1. In this appeal, the question is whether the appeal to the Court below was competent or not. The 2nd defendant was the appellant before the lower Appellate Court. The suit was brought by the plaintiff, alleging that he was the adopted son of Ramaswamy, The 1st defendant is Ramaswamy's widow and the 2nd defendant her brother's daughter. The 1st defendant set up a gift in favour of the 2nd defendant, The District Munsiff found against the alleged adoption and found in favour of the alleged gift, but held that the gift was not valid, The 2nd defendant appealed against that finding of the District Munsiff and the Subordinate Judge held that the gift was valid. The plaintiff prefers this second Appeal and contends that the 2nd defendant was not competent to prefer an appeal against a decree, which was in her favour inasmuch as the District Munsiff had dismissed the plaintifi's suit with costs.
2. This point is covered by very clear authorities, so far as this Court is concerned and there is no reason to depart from them. In Secretary of State v. Saminathe Goundan (1911) 37 Mad. 25 it was held that a party, in whose favour a decree was passed, could not appeal against the decree, on the ground that ,the finding on one of the issues was against the party, In Venkatasuryanarayana v. Shiva Shanhara Narayana (1915) 2 L.W. 101 the learned Chief Justice and Seshagiri Aiyar, J., held the same view, in Devarakonda Narasamma v. D. Kanya (1882) 4 Mad. 134 and in Muttu Kumarappa v. Arumuga (1884) 7 Mad. 145 the same view was held. In Jamaitunnissa v. Lutfunnissa (1885) 7 All. 606 the Full Bench held that a party not aggrieved by a decree was not competent to appeal against the decree, on the ground that an issue was found against him.
3. Mr. Sambasiva Rao, who appears for the defendants, relies upon Ranganathem Chetty v. Lashmiamma : (1913)25MLJ379 That is a judgment of the learned Chief Justice and Mr. Justice Oldfield, in which there is an observation at P. 383, which supports the defendant's case. But the decision in Secretary of Slate v. Saminalha Goundan (1911) 37 Mad. 25 was not brought to the notice of the learned Judges and they rest their decision upon another point. Therefore, the observation with regard to this point can only be considered as obiter. The decisions in YusufSahib v. Durgi (1907) 30 Mad. 447 and Bamakrishna Naidu v. Krishnasami Naidu : (1919)36MLJ641 do not materially help the respondents.
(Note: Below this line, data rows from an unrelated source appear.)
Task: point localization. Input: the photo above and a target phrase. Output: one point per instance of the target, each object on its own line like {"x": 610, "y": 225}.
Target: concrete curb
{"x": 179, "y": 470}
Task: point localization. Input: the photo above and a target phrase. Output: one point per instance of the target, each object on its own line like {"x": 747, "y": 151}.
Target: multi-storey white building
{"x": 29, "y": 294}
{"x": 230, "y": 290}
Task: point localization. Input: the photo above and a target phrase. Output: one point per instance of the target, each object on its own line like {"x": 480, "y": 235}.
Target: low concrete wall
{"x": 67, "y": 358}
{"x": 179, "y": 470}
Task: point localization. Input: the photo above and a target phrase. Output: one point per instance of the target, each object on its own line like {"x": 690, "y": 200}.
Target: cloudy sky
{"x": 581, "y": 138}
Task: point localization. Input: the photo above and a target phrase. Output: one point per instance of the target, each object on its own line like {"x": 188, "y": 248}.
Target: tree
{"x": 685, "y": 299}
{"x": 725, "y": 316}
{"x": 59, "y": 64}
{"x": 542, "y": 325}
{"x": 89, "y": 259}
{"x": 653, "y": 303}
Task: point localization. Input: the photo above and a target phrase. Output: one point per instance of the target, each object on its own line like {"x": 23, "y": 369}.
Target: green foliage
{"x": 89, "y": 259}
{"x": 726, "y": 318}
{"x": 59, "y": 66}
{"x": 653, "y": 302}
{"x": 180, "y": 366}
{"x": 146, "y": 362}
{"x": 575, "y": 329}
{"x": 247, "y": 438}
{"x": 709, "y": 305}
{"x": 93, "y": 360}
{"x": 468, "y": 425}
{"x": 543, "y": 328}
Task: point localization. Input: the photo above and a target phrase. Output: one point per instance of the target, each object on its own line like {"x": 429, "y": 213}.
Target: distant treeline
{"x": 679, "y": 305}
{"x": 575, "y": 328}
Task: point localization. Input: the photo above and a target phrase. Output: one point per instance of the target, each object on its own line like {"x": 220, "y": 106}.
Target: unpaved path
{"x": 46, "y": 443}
It is urged by the respondent that the finding of the District Munsiff that the gift was not valid might be res judicata between the plaintiff and the 2nd defendant in some future litigation. The opinion of the majority of the Judges of this Court is against the view that it is res judicata. But there is the decision in Ramahrishna Naidu v. Krishnaaami Naidu : (1919)36MLJ641 in which two learned Judges of this Court held that such a decision would be res judica'a Mr. Baghava Eao states that he would not rely upon the decision on the point as res judicata, in any future litigation, so far as this point is concerned. That being so, we do not think that the 2nd defendant would be affected by the finding of the District Munsiff, in any future litigation that may arise between her and the plaintiff.
4. We allow the appeal, but inasmuch as the plaintiff (appellant) did not raise this point before the lower Courts disallow costs.